Sunscreen ingredient may pose skin cancer risk, researchers findPosted: May 9, 2012
(Phys.org) — As vacationers prepare to spend time outdoors this summer, many of them will pack plenty of sunscreen in hopes it will protect their bodies from overexposure, and possibly from skin cancer. But researchers at Missouri University of Science and Technology are discovering that sunscreen may not be so safe after all.
Cell toxicity studies by Dr. Yinfa Ma, Curators’ Teaching Professor of chemistry at Missouri S&T, and his graduate student Qingbo Yang, suggest that when exposed to sunlight, zinc oxide, a common ingredient in sunscreens, undergoes a chemical reaction that may release unstable molecules known as free radicals. Free radicals seek to bond with other molecules, but in the process, they can damage cells or the DNA contained within those cells. This in turn could increase the risk of skin cancer.
Ma also found that the longer zinc oxide is exposed to sunlight, the greater the potential damage to human cells.
"Zinc oxide may generate free radicals when exposed to UV (ultraviolet) sunlight," May says, "and those free radicals can kill cells."
Ma studied how human lung cells immersed in a solution containing nano-particles of zinc oxide react when exposed to different types of light over numerous time frames. Using a control group of cells that were not immersed in the zinc oxide solution, Ma compared the results of light exposure on the various groups of cells. He found that zinc oxide-exposed cells deteriorated more rapidly than those not immersed in the chemical compound.
Even when exposed to visible light only, the lung cells suspended in zinc oxide deteriorated. But for cells exposed to ultraviolet rays, Ma found that "cell viability decreases dramatically."
When exposed to ultraviolet long-wave light (ultraviolet A or UVA) for 3 hours, half of the lung cells in the zinc oxide solution died. After 12 hours, 90 percent of the cells in that solution died, Ma found.
Why does zinc oxide, an ingredient used in sunscreen to help block harmful UV rays, cause cells to deteriorate when exposed to sunlight? According to Ma, when the zinc oxide nano-particles in the solution absorb the UV rays, the reaction releases electrons, which in turn may produce unstable free radical molecules in the zinc oxide solution. Those free radical molecules then bond with other molecules and act as parasites, damaging the other molecules in the process.
Ma and his colleagues at Missouri S&T published their initial research results in the January 2009 edition of the Journal of Nanoparticle Research. The paper, titled "Toxicity of nano- and micro-sized ZnO particles in human lung epithelial cells," was the first comprehensive study ever published on this subject. Lead author Weisheng Lin was Ma’s Ph.D. student at the time. Other authors of the paper were Chuan-Chin Huang, a graduate student in biological sciences at the time, and two members of S&T’s biological sciences faculty, Dr. Katie Shannon (assistant professor) and Dr. Yue-Wern Huang (associate professor).

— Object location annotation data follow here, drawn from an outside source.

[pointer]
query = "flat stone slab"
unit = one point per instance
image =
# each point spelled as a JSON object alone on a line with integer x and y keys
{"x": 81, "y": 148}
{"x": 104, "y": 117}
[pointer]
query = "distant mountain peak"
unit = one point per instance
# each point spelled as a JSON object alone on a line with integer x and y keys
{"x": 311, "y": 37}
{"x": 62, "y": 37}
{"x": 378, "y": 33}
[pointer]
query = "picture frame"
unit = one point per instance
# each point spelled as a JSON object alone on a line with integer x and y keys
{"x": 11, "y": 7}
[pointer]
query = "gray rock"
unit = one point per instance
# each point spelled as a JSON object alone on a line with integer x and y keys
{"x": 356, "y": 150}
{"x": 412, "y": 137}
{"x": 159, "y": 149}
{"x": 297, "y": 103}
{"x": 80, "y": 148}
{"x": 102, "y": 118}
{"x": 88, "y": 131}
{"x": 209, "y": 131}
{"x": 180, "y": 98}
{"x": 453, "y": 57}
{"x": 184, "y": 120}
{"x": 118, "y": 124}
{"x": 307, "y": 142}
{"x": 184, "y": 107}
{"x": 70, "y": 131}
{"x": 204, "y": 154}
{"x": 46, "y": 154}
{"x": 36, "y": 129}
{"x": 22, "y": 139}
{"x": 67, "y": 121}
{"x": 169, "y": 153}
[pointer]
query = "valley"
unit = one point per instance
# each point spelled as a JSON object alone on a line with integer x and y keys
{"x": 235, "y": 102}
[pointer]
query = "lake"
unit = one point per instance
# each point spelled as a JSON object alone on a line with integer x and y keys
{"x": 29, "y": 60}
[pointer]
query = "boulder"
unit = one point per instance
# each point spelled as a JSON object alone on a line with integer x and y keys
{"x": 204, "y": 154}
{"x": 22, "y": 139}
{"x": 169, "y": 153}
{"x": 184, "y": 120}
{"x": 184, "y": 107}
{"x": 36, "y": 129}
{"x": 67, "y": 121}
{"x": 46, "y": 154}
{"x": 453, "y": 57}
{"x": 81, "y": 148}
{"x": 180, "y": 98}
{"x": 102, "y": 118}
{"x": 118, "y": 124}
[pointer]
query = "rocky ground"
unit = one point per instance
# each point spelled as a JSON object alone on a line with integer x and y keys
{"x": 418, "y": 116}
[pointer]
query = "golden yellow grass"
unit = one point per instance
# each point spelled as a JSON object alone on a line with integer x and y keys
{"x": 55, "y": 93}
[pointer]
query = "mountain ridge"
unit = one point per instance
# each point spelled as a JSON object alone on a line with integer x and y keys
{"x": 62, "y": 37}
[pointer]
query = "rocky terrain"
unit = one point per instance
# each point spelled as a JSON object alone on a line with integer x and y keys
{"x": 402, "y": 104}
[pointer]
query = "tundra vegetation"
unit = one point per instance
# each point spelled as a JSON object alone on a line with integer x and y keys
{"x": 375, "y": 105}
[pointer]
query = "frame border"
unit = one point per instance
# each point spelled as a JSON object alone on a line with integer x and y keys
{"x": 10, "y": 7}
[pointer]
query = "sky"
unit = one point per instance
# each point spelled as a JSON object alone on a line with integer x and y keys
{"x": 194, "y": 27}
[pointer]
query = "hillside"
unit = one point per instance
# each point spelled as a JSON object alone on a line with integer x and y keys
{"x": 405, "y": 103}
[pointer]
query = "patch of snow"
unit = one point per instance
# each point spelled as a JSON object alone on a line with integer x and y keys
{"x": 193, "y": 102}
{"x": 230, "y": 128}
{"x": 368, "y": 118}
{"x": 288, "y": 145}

Now, Ma is preparing to publish his latest research results in the journal Toxicology and Applied Pharmacology. A publication date has not been determined.
Ma’s research on zinc oxide’s effect on cells is still in the early stages, so he cautions people from drawing conclusions about the safety or dangers of sunscreen based on this preliminary research.
"More extensive study is still needed," May says. "This is just the first step."
For instance, Ma plans to conduct electron spin resonance tests to see whether zinc oxide truly does generate free radicals, as he suspects. In addition, clinical trials will be needed before any conclusive evidence may be drawn from his studies.
In the meantime, Ma advises sunbathers to use sunscreen and to limit their exposure to the sun.
"I still would advise people to wear sunscreen," he says. "Sunscreen is better than no protection at all."
Besides sunscreen, zinc oxide is used in many commercial products, including plastics, paints, ointments and sealants.